PORTFOLIO MANAGEMENT – SRI
Description:
An ongoing debate in the economic literature is if portfolios of companies with a high CSR rating outperform conventional portfolios. An argument for why this should be the case is that companies with high CSR rating are companies that provide quality products, i.e. CRS is seen as a signal of a firm¿s trustworthiness in providing quality products (see e.g. Managi et al (2012) and references in here). Another argument in favor of SRI investing is that employees of socially responsible companies perform better than their peers in less social responsible companies, making investors more willing to invest in CSR portfolios (see e.g. Sun, Yun, 2015). Hence, in the long run, portfolios based on companies with high CSR rating are expected to outperform conventional portfolios. On the other hand, imposing CSR-screening restrict the investment universe, and hence one would expect conventional portfolios to outperform portfolios with companies with high CSR ratings. Using the latest screening standards for CSR we want to investigate if we can design a portfolio that outperforms a conventional portfolio. That is, can an investor make moral correct investments and still make money? Secondly, we want to test if an investor, on the other hand, can make immoral investments and make even more money on that. The latter is based on the paper by Hong and Kacperczyk (2009) who shows that sin stocks (i.e. publicly traded companies involved in producing alcohol, tobacco, and gaming) outperforms their comparables. Thus, our overall research question is whether it pays out the most to be a moral or an immoral investor.

Possible data sources: CSRP/Compustat, Bloomberg, DataStream, Wharton Research Data Services, MSCI ESG database (VA), sustainability/annual reports


We have already started our work and we got a feedback from the supervisor
A draft structure should something like:
1) Introduction
-motivation
-Problem statement + Research question
-Delimitation
-structure of the thesis
2) Corporate Social responsibility and Socially Responsible Investments (I guess as an introduction part)
2-3) Literature review and theoretical foundation (I am very inexperienced and I don’t know how to structure the thesis very well)

4) Data and Methodology
5) Empirical Analysis
6) Conclusion
That’s our feedback more or less from the supervisor


I will send you our current work but it has several deficiencies, like a wrong structure, unnecessary parts, we haven’t developed the model etc. and mistakes in the dataset
What we want to do is an analysis for the European market of the profitability of the top and low ESG rated portfolios. We have only one hypothesis but we want to develop 2 more.

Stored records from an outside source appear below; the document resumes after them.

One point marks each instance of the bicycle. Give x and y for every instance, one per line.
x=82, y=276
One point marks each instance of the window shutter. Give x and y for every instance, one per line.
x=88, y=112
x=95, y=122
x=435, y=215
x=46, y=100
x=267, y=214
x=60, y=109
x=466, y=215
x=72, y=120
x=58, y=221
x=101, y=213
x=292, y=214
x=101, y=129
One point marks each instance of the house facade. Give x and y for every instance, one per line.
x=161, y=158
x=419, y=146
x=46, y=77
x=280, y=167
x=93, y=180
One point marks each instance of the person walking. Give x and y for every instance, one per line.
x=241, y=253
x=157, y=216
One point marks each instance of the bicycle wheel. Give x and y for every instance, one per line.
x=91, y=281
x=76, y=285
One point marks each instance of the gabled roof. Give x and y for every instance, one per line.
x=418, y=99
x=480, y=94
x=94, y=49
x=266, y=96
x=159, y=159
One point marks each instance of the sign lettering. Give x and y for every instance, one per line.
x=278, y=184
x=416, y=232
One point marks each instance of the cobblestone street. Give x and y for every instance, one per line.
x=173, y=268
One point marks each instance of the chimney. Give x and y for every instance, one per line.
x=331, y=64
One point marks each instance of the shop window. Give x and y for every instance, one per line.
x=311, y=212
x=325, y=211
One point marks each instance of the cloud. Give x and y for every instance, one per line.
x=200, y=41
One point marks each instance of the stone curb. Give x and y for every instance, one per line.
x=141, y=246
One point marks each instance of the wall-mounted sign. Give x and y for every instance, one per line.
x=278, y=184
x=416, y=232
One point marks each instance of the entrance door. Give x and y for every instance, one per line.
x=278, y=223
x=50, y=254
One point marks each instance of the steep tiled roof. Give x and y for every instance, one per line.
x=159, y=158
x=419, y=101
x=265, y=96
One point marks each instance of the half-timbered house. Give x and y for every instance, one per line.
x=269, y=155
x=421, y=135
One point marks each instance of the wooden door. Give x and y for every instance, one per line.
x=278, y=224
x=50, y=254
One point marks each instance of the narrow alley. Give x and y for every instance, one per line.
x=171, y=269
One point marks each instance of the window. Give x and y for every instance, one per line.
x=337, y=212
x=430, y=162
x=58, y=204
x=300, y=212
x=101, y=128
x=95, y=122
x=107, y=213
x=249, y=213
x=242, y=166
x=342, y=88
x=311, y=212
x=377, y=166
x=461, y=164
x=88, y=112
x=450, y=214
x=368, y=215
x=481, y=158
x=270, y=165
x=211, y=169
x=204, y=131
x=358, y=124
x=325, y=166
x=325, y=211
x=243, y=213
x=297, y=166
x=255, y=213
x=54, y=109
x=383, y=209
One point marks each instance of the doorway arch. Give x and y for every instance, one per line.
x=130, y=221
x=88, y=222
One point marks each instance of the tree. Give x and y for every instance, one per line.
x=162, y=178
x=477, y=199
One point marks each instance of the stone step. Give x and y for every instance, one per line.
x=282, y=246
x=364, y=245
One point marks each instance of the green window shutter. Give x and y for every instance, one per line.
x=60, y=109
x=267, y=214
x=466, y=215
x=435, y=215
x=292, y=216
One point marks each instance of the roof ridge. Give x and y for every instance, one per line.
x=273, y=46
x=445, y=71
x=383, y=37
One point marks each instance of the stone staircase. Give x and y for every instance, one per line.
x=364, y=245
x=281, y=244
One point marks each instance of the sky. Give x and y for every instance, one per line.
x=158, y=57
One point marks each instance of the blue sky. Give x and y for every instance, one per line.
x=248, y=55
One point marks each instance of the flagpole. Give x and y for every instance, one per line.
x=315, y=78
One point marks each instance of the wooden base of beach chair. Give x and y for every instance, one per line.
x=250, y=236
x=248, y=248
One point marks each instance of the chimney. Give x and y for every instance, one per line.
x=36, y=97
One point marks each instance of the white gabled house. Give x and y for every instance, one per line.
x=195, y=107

For example, an analysis of individual industries could be one more hypothesis or you can include another market area like the US for example. Of course all the literature review and the theory should build on the hypothesis.
Lastly, I have an oral defense, so everything should be quite clear and self-explainable to avoid any problems. Also, I have written 33 pages with double spacing. You can use parts of it and you should be very careful with plagiarism. My text is fine but you should be very careful.
This paper is very technical and only writers that have relevant experience with financial subjects should be responsible. Bear in mind that I do not have a lot of writing experience and that I will not be able to correct any mistakes in the layout.